Penalties for noncompliance
There are a plethora of penalties that the IRS has in its arsenal that can be assessed for not complying with the rules discussed above. These penalties are enumerated in Notice 2017-10 and include the following:
Section 6707A penalty on taxpayer for failure to include reportable transaction information required under section 6011 with return:
o Penalty equals 75 percent of the decrease in tax as a result of the transaction;
o $10,000 minimum and $100,000 maximum for listed transactions.
Section 6707 penalty on material advisors for failure to furnish information required under section 6111 regarding reportable transaction:
o Penalty for listed transaction equals the greater of $200,000 or 50 percent of gross income derived by advisor with respect to aid assistance or advice provided with respect to the listed transaction.
- Section 6708 penalty on material advisors for failure to maintain lists of advisees with respect to reportable transactions required under section 6112:
- Penalty equals $10,000 per day after 20th day list is not provided to IRS after receipt of written request;
- Reasonable cause exception.
- Section 6662 accuracy related penalty on underpayments:
- Penalty equals 20 percent of the portion of an underpayment attributable to (among other factors) negligence or disregard of rules or regulations, substantial understatement of income tax, valuation misstatement and/or disallowance of claimed benefit because transaction lacks exonomic substance.
- Penalty does not apply to any portion of underpayment which is attributable to a reportable transaction understatement on which a Section 6662A penalty is imposed.
- Section 6662A accuracy related penalty on understatements with respect to reportable transactions:
- Penalty equals 20 percent of the reportable transaction understatement; defined as the highest marginal tax rate applied to the increase in taxable income that would result from the different between the proper tax treatment of the transaction and the taxpayer’s treatment of the transaction on the return.

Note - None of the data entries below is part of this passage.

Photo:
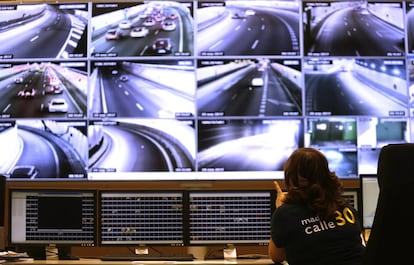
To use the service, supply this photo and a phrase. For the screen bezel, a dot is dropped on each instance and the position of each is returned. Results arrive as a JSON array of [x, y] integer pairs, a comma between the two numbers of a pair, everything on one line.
[[60, 243]]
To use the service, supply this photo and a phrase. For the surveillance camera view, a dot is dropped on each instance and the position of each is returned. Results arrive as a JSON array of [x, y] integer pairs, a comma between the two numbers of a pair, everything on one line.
[[152, 89], [248, 28], [153, 28], [375, 87], [245, 87], [338, 132], [342, 161], [353, 28], [373, 134], [43, 30], [141, 145], [43, 149], [409, 17], [246, 145], [55, 90]]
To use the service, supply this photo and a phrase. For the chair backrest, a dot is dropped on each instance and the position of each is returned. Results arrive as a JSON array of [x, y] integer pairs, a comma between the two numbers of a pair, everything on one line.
[[392, 235]]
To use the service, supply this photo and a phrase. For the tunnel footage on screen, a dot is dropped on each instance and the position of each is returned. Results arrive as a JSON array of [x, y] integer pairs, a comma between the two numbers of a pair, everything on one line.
[[201, 89]]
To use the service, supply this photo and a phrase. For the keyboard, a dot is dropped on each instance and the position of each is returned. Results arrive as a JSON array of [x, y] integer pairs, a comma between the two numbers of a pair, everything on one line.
[[160, 257]]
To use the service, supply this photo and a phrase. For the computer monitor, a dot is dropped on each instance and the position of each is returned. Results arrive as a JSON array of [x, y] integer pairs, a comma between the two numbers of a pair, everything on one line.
[[141, 218], [42, 217], [369, 194], [230, 217]]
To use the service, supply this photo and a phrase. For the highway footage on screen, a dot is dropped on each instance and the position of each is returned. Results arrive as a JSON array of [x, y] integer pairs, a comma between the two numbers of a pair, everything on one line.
[[171, 90]]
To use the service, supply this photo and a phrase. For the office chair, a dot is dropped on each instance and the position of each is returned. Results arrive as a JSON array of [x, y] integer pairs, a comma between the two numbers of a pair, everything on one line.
[[392, 235]]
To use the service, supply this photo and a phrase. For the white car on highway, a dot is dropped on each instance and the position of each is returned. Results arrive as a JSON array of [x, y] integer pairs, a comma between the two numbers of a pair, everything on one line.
[[57, 105]]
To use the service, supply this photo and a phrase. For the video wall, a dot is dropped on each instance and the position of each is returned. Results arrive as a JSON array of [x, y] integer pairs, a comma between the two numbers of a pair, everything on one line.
[[201, 90]]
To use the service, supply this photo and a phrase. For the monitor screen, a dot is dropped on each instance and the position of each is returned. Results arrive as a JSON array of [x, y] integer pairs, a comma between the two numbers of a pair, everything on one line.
[[44, 30], [142, 28], [239, 217], [44, 149], [141, 218], [61, 217], [369, 194], [202, 90]]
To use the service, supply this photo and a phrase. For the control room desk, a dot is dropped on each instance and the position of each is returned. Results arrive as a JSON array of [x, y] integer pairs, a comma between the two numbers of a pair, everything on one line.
[[83, 261]]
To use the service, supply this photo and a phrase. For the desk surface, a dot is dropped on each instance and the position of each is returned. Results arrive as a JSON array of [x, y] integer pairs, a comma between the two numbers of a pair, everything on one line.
[[83, 261]]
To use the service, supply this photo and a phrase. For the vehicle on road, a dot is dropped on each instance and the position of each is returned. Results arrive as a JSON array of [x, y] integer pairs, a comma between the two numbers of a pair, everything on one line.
[[168, 25], [162, 46], [113, 34], [57, 105], [27, 92], [24, 172], [139, 32]]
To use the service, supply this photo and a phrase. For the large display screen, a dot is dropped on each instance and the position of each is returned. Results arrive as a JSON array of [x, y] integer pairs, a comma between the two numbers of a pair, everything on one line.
[[201, 90], [61, 217]]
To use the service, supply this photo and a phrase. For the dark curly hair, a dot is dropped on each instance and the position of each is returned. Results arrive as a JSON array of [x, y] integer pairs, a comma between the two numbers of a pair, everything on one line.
[[309, 180]]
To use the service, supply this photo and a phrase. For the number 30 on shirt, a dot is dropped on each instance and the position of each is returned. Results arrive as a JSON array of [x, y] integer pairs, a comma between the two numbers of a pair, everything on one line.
[[346, 216]]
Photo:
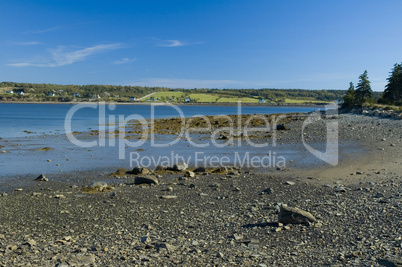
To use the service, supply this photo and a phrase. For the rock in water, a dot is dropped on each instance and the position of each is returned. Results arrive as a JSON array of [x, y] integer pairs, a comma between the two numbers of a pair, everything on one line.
[[189, 174], [390, 262], [42, 178], [180, 166], [294, 216], [146, 180], [140, 170]]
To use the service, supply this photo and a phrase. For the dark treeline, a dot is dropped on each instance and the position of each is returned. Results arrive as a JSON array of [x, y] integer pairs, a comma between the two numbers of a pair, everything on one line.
[[40, 92], [363, 95]]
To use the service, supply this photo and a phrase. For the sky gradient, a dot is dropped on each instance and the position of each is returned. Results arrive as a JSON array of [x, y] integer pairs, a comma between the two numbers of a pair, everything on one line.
[[200, 44]]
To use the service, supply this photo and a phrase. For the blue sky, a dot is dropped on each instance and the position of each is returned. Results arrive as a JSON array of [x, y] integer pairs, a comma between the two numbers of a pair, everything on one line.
[[200, 44]]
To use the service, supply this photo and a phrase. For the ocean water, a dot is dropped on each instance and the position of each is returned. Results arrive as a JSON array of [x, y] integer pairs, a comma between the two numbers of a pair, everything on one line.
[[18, 119], [26, 128]]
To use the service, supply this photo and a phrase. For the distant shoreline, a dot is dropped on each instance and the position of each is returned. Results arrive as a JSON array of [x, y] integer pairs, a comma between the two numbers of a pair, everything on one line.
[[173, 103]]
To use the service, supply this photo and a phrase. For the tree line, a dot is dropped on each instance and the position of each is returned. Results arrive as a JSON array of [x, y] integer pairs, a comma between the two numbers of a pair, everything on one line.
[[392, 94]]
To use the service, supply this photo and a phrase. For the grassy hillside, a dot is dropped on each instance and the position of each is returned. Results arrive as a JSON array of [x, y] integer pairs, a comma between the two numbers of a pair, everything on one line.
[[78, 93]]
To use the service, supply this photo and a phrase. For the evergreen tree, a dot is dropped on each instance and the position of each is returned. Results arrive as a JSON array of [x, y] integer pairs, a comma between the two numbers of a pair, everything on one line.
[[363, 89], [393, 90], [349, 100]]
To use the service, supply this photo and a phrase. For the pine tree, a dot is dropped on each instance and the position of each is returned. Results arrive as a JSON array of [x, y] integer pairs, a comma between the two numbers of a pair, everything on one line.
[[393, 90], [349, 100], [363, 89]]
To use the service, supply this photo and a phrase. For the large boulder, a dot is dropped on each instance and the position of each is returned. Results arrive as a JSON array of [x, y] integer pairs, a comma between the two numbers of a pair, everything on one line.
[[180, 166], [294, 215], [42, 178], [140, 170], [146, 180]]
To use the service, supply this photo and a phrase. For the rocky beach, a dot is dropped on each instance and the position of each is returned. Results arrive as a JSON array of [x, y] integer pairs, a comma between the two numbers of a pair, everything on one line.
[[344, 215]]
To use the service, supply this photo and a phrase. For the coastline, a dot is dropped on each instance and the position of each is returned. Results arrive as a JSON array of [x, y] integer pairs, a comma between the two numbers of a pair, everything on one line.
[[219, 218], [169, 103]]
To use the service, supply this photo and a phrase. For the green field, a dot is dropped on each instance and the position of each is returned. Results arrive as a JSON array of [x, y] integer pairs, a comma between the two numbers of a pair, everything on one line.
[[302, 101], [201, 98]]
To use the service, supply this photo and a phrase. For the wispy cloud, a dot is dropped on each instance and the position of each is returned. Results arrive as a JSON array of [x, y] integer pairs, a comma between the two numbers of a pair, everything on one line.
[[124, 60], [26, 43], [186, 83], [60, 57], [50, 29], [173, 43]]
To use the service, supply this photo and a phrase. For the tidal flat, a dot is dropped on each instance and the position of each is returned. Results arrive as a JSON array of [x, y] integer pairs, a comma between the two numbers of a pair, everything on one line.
[[212, 216]]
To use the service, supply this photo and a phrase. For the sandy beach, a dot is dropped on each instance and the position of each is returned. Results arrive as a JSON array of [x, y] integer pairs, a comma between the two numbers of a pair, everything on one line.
[[218, 217]]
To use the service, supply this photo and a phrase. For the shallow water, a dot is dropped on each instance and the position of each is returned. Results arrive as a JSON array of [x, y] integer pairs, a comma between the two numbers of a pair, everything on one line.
[[39, 119], [46, 121]]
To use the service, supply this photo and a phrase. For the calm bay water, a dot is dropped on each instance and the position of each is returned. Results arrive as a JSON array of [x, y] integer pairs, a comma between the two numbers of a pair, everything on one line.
[[27, 128], [49, 118]]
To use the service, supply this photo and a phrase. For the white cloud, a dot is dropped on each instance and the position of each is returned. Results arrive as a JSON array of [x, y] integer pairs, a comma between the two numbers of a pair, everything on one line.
[[173, 43], [26, 43], [124, 60], [51, 29], [59, 57], [186, 83]]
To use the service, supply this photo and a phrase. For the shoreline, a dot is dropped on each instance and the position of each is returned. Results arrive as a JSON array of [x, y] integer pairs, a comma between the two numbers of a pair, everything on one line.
[[230, 217], [170, 103]]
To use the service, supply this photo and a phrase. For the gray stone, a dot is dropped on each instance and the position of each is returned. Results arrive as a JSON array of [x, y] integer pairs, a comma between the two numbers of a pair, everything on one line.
[[140, 170], [295, 216], [189, 174], [146, 180], [81, 260], [180, 166], [42, 178]]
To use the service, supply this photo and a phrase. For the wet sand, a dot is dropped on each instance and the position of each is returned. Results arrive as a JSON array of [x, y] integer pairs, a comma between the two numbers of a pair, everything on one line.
[[220, 219]]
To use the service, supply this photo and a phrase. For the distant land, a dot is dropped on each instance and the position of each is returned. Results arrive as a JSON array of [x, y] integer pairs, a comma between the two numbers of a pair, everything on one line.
[[31, 92]]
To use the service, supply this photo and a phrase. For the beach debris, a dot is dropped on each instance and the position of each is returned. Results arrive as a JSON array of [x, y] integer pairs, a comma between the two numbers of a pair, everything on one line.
[[294, 215], [140, 170], [81, 260], [180, 166], [189, 174], [200, 169], [168, 197], [281, 127], [390, 262], [146, 180], [96, 187], [41, 178]]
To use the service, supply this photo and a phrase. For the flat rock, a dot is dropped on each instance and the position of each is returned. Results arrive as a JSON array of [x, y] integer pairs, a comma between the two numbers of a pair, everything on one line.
[[81, 260], [140, 170], [168, 197], [146, 180], [42, 178], [295, 215], [180, 166]]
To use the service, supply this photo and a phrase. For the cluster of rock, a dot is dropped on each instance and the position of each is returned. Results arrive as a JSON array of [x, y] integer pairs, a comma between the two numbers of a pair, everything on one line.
[[379, 112]]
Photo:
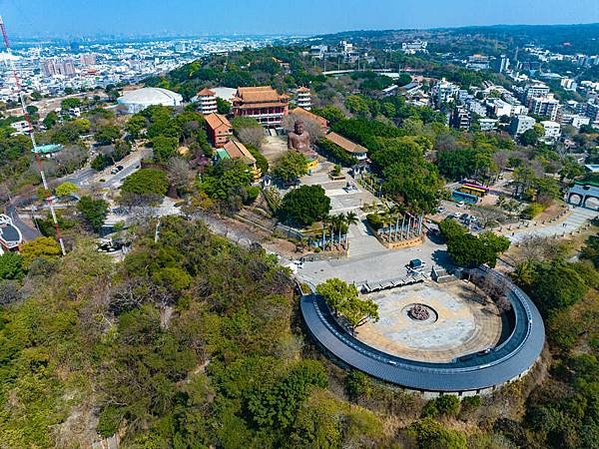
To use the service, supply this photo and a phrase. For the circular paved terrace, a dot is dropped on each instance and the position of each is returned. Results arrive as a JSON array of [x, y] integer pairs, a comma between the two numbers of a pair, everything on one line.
[[474, 372], [458, 321]]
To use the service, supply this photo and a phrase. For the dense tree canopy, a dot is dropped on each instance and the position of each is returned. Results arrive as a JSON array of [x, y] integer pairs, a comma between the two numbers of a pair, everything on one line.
[[305, 205]]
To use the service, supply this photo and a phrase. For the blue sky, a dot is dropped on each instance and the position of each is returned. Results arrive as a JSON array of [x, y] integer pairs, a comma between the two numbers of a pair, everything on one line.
[[88, 17]]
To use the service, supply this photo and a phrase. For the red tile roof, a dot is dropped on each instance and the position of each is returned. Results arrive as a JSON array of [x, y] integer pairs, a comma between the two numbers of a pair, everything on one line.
[[205, 92], [259, 94], [216, 121]]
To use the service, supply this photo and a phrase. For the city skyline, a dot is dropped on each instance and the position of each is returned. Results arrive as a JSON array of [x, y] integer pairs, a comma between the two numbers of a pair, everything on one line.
[[150, 17]]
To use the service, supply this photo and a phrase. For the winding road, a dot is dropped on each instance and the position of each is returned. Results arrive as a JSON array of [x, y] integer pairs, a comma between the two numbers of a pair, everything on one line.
[[510, 360]]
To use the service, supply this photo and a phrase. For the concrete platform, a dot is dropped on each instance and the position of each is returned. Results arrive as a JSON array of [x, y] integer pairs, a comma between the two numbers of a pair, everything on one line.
[[465, 322]]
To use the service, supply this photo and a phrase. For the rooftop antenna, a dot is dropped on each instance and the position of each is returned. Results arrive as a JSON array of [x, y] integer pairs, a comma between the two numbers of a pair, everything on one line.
[[49, 198]]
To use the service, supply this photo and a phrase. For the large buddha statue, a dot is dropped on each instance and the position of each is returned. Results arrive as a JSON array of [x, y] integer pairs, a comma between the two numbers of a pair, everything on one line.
[[299, 139]]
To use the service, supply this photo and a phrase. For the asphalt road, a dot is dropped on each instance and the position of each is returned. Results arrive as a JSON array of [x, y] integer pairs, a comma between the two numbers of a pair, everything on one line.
[[27, 232]]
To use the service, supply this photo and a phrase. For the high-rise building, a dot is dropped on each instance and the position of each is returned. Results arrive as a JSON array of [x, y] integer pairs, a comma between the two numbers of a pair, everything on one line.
[[535, 90], [521, 123], [414, 47], [52, 67], [460, 118], [87, 59], [545, 107], [206, 100], [504, 64], [592, 111], [552, 130], [304, 98], [445, 92]]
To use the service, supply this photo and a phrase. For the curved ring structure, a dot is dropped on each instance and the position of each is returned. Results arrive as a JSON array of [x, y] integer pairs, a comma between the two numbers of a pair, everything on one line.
[[478, 373]]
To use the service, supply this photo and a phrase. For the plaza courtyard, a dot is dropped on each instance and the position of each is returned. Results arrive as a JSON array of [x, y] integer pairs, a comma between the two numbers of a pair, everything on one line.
[[452, 320]]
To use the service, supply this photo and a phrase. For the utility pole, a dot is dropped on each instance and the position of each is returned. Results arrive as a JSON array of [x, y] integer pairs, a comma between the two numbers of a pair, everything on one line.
[[49, 197]]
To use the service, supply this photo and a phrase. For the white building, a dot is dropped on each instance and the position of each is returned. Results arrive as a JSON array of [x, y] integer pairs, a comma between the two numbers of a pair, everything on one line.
[[535, 90], [521, 123], [576, 120], [552, 130], [21, 127], [445, 92], [499, 108], [304, 98], [206, 101], [135, 101], [414, 47], [545, 107], [487, 124]]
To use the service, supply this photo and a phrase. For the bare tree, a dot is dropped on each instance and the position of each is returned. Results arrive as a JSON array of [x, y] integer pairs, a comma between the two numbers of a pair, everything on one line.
[[536, 248], [70, 159], [251, 136]]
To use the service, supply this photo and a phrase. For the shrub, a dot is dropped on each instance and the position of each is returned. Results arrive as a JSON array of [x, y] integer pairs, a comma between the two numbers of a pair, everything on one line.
[[532, 210]]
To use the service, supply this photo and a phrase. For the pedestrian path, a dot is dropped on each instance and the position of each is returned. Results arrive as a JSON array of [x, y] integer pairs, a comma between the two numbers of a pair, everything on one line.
[[575, 221]]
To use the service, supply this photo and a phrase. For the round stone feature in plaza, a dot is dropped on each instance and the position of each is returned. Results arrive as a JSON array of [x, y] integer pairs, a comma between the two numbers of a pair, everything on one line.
[[433, 322]]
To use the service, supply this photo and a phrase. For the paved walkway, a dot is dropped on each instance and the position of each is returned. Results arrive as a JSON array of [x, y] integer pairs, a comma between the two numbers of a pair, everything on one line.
[[575, 221]]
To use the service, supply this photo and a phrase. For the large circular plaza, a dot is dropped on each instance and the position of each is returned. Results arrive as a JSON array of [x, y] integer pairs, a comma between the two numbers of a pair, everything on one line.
[[433, 323], [437, 337]]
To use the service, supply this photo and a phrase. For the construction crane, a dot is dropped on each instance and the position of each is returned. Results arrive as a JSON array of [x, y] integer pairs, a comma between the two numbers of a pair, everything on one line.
[[49, 197]]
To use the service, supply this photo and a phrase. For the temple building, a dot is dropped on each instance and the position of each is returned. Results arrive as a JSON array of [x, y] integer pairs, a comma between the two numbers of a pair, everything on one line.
[[304, 98], [206, 100], [262, 103], [219, 129]]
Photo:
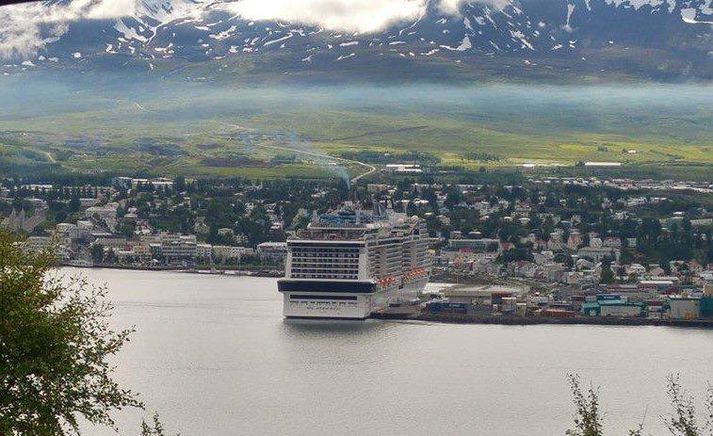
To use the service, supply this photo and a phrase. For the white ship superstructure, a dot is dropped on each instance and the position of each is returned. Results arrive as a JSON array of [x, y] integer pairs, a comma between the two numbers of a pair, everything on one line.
[[349, 264]]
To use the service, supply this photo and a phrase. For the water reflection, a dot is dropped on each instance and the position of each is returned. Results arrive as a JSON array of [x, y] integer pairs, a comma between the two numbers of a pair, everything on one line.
[[321, 328]]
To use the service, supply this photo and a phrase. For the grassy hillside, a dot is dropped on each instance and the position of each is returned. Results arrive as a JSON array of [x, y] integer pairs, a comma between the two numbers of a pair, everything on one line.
[[207, 129]]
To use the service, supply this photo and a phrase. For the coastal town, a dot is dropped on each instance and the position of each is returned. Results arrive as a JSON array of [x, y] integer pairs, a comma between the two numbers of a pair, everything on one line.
[[564, 249]]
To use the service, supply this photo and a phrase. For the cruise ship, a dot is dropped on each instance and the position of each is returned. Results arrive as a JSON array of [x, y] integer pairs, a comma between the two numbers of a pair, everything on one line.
[[351, 263]]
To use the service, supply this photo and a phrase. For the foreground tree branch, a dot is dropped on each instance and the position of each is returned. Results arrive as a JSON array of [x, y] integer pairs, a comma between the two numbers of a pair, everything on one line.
[[55, 345]]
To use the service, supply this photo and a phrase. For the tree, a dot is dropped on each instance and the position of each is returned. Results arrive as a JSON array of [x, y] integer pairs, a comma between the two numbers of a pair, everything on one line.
[[589, 420], [682, 422], [55, 345], [607, 275]]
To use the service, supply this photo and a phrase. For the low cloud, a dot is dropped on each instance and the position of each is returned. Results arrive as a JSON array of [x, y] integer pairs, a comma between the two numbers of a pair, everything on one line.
[[453, 6], [27, 28], [363, 16]]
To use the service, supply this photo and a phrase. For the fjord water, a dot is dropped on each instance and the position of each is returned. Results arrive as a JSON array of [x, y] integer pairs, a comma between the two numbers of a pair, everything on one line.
[[213, 355]]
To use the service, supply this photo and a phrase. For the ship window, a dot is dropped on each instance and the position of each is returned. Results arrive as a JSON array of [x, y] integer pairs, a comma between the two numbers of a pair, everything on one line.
[[323, 297]]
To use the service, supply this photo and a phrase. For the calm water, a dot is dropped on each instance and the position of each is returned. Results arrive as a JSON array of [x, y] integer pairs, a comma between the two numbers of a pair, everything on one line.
[[213, 355]]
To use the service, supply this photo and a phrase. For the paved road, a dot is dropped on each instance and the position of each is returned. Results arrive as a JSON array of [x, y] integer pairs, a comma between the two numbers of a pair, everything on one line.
[[370, 168]]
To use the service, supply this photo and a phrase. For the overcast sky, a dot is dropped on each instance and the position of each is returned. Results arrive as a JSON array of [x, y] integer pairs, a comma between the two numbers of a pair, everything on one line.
[[26, 27]]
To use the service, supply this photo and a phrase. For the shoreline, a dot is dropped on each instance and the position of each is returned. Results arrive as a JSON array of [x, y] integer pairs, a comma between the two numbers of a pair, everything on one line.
[[442, 318], [453, 318], [263, 272]]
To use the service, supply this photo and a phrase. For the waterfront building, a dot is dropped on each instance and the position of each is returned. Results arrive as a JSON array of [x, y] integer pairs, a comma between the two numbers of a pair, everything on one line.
[[178, 247], [275, 252], [352, 263]]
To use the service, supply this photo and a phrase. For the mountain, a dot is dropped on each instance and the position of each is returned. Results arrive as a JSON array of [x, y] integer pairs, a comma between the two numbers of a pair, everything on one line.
[[580, 40]]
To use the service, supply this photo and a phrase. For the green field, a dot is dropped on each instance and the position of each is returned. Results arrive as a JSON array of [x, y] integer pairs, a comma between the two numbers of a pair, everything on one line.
[[171, 128]]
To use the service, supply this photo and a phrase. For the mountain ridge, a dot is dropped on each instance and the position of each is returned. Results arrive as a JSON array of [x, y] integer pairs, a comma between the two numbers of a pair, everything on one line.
[[644, 39]]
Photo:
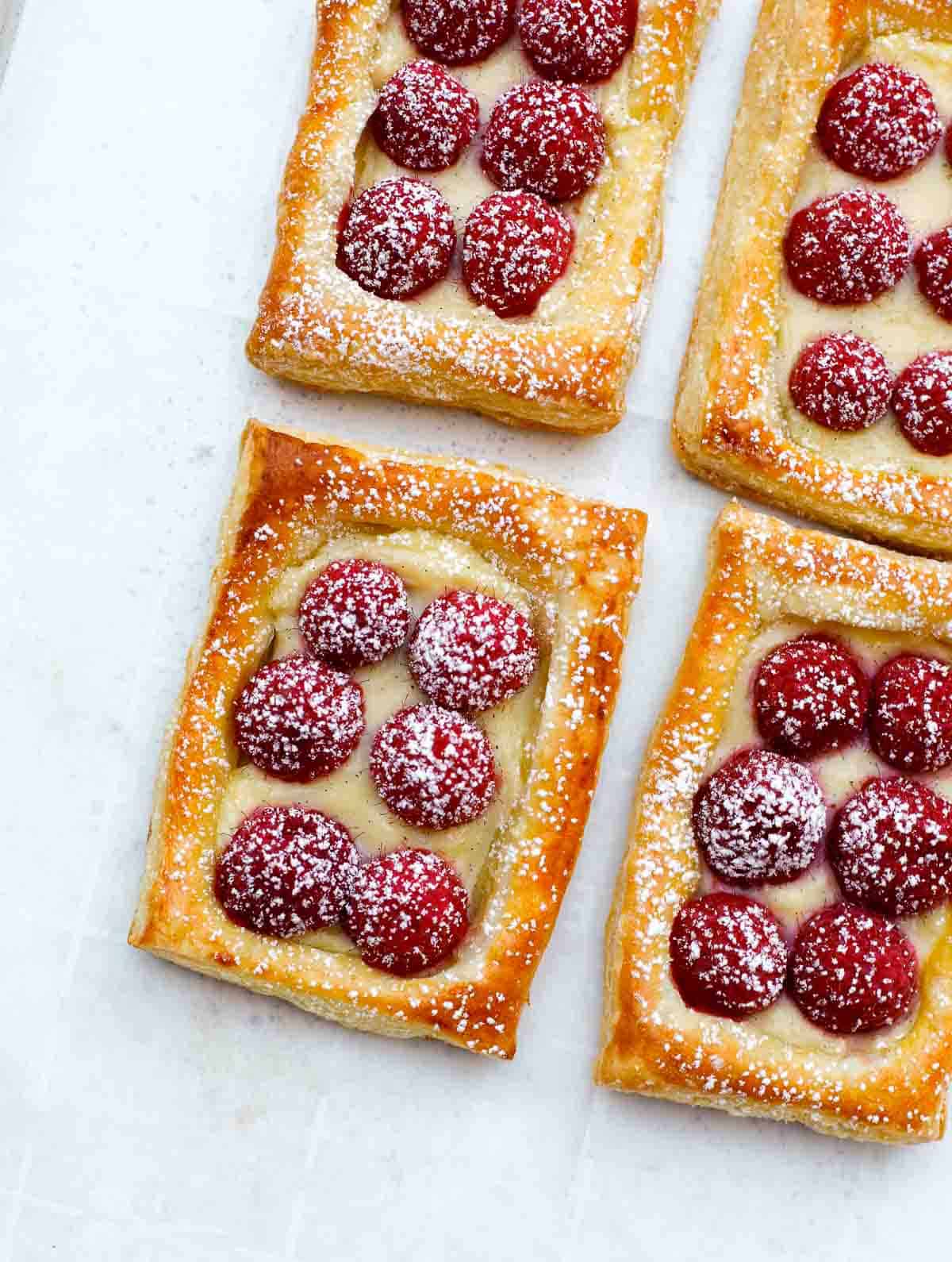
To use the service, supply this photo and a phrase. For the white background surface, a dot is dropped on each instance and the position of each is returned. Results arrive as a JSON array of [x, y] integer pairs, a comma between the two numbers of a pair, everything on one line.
[[148, 1114]]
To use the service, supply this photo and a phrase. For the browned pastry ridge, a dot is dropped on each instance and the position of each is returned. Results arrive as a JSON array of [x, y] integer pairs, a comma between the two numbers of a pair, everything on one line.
[[562, 369], [580, 560], [762, 572], [729, 425]]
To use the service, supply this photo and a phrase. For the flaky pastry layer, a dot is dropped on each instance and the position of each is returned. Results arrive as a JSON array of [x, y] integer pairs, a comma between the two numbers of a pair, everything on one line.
[[763, 572], [580, 560], [729, 425], [566, 370]]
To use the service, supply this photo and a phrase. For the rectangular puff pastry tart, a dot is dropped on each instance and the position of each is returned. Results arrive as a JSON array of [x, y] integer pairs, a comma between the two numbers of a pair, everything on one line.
[[378, 774], [819, 374], [472, 210], [781, 939]]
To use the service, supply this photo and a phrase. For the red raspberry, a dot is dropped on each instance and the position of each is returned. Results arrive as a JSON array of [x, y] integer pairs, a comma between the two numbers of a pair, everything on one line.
[[911, 714], [298, 720], [890, 847], [879, 121], [515, 248], [759, 819], [933, 271], [470, 652], [727, 956], [286, 871], [424, 117], [578, 40], [353, 614], [547, 138], [851, 971], [396, 239], [432, 768], [846, 248], [841, 381], [458, 32], [810, 697], [408, 911], [922, 402]]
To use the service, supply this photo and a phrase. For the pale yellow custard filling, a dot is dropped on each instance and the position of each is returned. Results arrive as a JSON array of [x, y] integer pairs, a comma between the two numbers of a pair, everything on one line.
[[429, 564], [902, 323], [840, 774], [464, 184]]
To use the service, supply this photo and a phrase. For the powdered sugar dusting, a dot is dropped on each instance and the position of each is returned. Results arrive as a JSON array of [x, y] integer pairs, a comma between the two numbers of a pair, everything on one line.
[[304, 495]]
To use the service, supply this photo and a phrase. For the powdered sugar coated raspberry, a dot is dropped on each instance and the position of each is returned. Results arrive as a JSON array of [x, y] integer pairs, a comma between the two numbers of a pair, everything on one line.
[[425, 117], [759, 818], [933, 271], [911, 714], [408, 911], [879, 121], [853, 971], [396, 239], [578, 40], [890, 847], [472, 652], [727, 956], [458, 32], [841, 381], [922, 402], [353, 614], [432, 768], [846, 248], [298, 720], [810, 695], [515, 248], [286, 871], [547, 138]]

- Penalty is increased to 30 percent if the relevant facts affecting the tax treatment of the item are not adequately disclosed in accordance with the section 6011 regulations.
- Section 6694 understatement of taxpayer’s liability by tax return preparer:
- Penalty equals greater of $1,000 or 50 percent of the income derived by the tax return preparer with respect to the return or refund claim;
- Penalty assessed if the preparer knew or should have known of an understatement of tax due to unreasonable position;
- Unreasonable position is a position for which there is not substantial authority (or reasonable basis if the position is disclosed in the return). If it is a tax shelter or or reportable transaction, then the penalty applies unless it is reasonable to believe that the position would more likely than not be sustained on its merits;
- Reasonable cause exception.
- Penalty increased to greater of $5,000 or 75 percent of the income derived by the tax return preparer with respect to the return or refund claim if tax return preparer engages in conduct that is a willful attempt in any manner to understsate the liability for tax on the return or claim, or a reckless or intentional disregardof rules or regulations.
- Section 6695A penalty on appraisers for substantial and gross valuation misstatements attributable to incorrect appraisals:
- Penalty equals the greater of 10 percent of the amount of underpayment attributable to the valuation misstatement, $1,000, or 125 percent of the gross income received by the appaiser;
- There is a valuation misstatement if the value of the property claimed on the return is 150 percent or more of the amount determined to be the correct valuation, or the value of the property claimed ion te return is 200 percent or more (or 50 percent or less) of the correct section 482 transfer price, or the net section 482 transfer price adjustment exceeds the lesser of $5,000,000 or 10 percent of the taxpayer’s gross receipts.